Ce sera le sésame qui lui ouvre les portes de la prestigieuse agence Magnum, où il se fait parrainer par deux monstres du photoreportage : Henri Cartier-Bresson et Robert Capa. « C’est allé très vite. A partir du moment où il a décidé de devenir photographe, il s’est vraiment plongé dedans », raconte Lorène Durret.
Une vie de voyages
Capa l’envoie en Angleterre pour « voir les filles et apprendre l’anglais ». Il n’aura pas vu beaucoup de filles, appris un peu l’anglais mais reviendra avec un stock d’images sur la vie anglaise d’après la guerre. Il photographie les loisirs des londoniens qui s’amusent sur les plages de Southend-on-sea, se rend à Leeds, où il capte l’austérité de cette ville industrielle. Ses clichés sont tantôt empreints de gravité comme lorsqu’il photographie des dockers en grève, tantôt teintés d’un humour léger mais jamais méchant.
Dès lors, le jeune lyonnais ne cesse plus de voyager. Se définissant avant tout comme un « promeneur plutôt qu’un voyageur », Marc Riboud parcourra le monde : Yougouslavie, Turquie, Iran, Afghanistan et surtout l’Orient : l’Inde, la Chine et le Japon où il passera plusieurs mois. Avant d’y retourner de nombreuses fois au cours de sa vie. « Il aime voir comment les gens ont évolué », explique la commissaire de l’exposition.
Géométrie et composition
De ses études d’ingénieur, Marc Riboud a gardé le sens de la composition et de la géométrie. « Des lignes et des cercles, des volumes et de la lumière naissent des parallèles, des décalages et des télescopages d’où surgissent l’humour, la douceur ou la gravité », résume Jean-Jack Queyranne, le président du conseil régional qui accueille l’exposition. L’artiste, lui, définit son travail comme « une succession de fausses notes à la recherche de la note juste ».

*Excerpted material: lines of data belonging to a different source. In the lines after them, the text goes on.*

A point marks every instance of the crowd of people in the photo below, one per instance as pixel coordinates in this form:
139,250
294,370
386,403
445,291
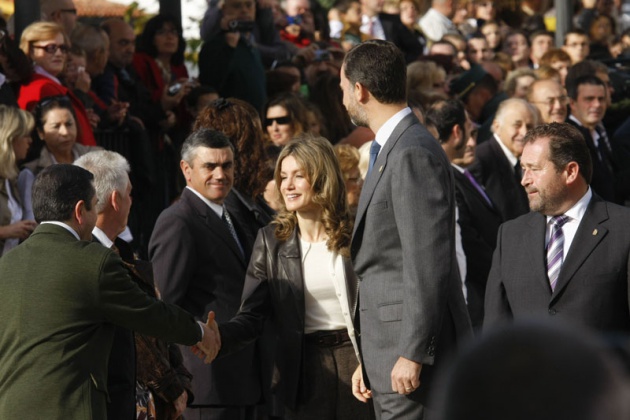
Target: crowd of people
346,195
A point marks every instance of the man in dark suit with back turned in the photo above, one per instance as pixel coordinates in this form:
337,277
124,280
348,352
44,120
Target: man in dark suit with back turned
478,217
569,258
200,255
62,295
411,305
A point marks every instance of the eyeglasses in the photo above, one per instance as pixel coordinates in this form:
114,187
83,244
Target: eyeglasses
165,31
52,48
562,100
279,120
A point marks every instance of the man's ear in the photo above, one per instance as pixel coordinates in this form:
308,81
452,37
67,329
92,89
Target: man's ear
185,167
456,132
79,210
361,94
114,200
573,172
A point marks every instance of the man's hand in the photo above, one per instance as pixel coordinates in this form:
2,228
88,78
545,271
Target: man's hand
20,230
406,376
180,405
359,390
210,345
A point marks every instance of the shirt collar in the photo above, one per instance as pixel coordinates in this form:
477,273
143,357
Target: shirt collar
508,153
40,70
102,238
387,129
577,211
217,208
458,168
63,225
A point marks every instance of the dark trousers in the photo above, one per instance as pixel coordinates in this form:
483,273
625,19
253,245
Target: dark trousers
221,413
328,391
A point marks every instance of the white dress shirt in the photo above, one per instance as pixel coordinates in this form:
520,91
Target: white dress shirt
570,228
387,129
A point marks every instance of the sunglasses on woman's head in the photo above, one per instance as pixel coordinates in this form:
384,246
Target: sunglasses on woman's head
52,48
279,120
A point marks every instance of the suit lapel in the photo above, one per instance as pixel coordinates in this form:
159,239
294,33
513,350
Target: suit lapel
213,222
379,166
290,261
472,191
589,234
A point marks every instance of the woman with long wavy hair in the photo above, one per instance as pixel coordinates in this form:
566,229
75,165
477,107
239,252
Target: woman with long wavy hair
15,139
300,279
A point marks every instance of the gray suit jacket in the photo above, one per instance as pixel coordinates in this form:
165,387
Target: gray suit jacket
403,251
592,288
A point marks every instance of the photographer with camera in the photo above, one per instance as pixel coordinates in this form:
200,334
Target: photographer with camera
230,59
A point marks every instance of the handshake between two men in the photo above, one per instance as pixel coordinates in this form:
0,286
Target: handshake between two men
210,344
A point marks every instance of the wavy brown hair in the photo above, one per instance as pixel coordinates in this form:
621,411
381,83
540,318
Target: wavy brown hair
240,122
316,157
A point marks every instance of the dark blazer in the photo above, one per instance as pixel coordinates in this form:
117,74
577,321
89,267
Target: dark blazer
198,266
403,251
401,36
603,181
61,300
493,170
479,223
274,289
592,288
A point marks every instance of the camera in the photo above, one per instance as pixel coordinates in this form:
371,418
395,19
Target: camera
295,20
242,26
174,90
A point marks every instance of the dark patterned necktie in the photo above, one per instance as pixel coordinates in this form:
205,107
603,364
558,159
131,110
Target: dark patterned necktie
374,149
228,222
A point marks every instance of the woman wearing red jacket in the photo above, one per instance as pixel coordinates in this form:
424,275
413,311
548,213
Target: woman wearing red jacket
47,46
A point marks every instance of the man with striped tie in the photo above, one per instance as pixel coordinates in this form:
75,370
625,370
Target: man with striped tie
569,258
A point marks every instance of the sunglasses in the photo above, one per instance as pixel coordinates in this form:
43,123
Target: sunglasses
52,48
279,120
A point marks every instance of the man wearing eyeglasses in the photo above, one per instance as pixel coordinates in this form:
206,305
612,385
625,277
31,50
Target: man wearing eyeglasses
550,98
62,12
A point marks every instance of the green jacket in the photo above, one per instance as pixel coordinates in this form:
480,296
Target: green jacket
59,301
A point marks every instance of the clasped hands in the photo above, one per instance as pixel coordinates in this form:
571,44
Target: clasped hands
210,344
405,378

Le photographe lyonnais a également couvert des sujets d’actualités : le couronnement du roi du Népal sur ses somptueux éléphants ou encore le procès de Klaus Barbie à Lyon. Celui qui, à 21 ans, avait pris le chemin du maquis du Vercors et a vu nombre de ses camarades périr sous la torture du boucher de Lyon, découvre alors sur ses clichés ces « regards respectueux » que les avocats du tortionnaires lèvent vers leur client, « comme si c’était une vedette ».
Parmi les quelque 150 clichés exposés à Lyon, un tiers environ sont des inédits. Comme cette série sur l’Alaska, où les formes se découpent sur le blanc immaculé de la neige. Des photographies presque abstraites, épurées.

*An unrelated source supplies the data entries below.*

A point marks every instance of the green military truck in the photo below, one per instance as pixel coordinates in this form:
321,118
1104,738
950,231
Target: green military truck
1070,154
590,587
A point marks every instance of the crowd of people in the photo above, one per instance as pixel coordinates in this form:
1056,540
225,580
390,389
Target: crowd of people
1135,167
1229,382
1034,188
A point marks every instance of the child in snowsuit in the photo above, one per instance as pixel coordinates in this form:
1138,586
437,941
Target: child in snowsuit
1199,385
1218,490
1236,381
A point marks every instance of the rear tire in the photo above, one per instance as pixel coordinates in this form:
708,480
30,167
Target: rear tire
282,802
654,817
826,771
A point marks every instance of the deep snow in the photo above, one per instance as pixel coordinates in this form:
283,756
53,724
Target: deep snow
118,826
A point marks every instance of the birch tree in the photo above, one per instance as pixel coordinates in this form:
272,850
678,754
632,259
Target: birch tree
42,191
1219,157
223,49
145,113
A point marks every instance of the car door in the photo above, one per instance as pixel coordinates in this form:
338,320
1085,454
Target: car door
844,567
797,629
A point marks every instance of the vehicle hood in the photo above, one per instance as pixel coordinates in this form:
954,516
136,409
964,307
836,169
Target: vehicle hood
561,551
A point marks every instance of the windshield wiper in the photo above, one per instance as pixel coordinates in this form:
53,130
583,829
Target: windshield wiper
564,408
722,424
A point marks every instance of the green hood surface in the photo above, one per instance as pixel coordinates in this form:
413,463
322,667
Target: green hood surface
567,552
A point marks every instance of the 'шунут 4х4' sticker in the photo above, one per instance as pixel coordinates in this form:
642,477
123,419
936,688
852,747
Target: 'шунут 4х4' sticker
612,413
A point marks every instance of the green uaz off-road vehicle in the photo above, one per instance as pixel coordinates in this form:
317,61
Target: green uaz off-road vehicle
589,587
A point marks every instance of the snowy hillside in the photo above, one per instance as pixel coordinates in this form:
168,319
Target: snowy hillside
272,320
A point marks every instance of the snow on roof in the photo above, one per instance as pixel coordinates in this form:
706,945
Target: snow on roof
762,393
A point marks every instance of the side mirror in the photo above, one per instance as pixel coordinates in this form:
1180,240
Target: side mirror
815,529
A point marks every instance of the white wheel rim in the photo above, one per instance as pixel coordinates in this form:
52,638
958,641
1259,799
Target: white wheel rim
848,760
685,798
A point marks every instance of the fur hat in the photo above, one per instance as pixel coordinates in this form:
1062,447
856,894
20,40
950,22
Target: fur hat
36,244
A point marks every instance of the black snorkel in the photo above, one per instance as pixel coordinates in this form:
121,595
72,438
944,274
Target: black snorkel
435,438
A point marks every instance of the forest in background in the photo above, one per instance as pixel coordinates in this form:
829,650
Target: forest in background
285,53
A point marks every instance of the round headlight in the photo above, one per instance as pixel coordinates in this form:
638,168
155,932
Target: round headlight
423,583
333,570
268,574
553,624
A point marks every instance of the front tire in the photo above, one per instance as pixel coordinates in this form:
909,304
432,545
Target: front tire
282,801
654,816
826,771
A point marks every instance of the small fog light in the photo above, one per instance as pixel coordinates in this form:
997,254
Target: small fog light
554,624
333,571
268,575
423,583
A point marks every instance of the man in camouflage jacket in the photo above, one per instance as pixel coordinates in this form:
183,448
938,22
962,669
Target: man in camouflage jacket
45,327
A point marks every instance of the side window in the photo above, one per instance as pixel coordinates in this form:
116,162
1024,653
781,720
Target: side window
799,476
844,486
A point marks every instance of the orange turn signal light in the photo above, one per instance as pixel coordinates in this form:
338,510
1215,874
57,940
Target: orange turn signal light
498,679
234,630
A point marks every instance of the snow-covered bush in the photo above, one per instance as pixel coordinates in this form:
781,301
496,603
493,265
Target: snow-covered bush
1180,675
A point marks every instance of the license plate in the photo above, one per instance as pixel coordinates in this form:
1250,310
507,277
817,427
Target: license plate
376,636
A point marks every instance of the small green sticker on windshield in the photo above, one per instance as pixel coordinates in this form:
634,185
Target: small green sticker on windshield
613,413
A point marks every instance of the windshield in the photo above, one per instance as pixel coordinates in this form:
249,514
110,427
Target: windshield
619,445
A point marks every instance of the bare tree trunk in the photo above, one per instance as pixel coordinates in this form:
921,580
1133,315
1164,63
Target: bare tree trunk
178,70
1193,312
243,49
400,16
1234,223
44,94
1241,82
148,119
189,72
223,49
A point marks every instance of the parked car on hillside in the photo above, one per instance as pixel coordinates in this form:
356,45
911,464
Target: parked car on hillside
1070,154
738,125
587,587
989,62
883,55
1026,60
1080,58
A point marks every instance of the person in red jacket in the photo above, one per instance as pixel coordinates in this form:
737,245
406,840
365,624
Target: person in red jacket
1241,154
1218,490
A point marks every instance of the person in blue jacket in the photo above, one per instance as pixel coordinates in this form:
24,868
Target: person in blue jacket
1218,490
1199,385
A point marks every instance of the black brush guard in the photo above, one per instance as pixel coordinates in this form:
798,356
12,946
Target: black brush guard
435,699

Quand Lyon ne voulait pas de son enfant
En 2004, Marc Riboud avait proposé à la ville de Lyon de lui léguer l’intégralité de son fonds photographique, à condition de lui trouver un lieu adéquat. Le projet a avorté, faute de « volonté politique » du maire de Lyon, pointe Jean-Jack Queyranne qui déplore « une occasion manquée ». Ce patrimoine exceptionnel ne sera ainsi que de passage dans la ville natale du photographe.
Info : Marc Riboud, premiers déclics, jusqu’au 21 février 2015, Hôtel de région (Confluence), du lundi au vendredi de 10h à 18h, le samedi de 10h à 19h. Entrée libre et gratuite, visites guidées sur réservation à mediationleplateau[arobase]rhonealpes.fr ou au 06 85 01 85 82.
Par ailleurs, le coffret Vers l’orient retrace en 5 livrets les voyages du photographe au Japon, Chine, Inde, Népal, Iran, Afghanistan, Pakistan et Turquie (consultable sur place, 55 euros en librairie).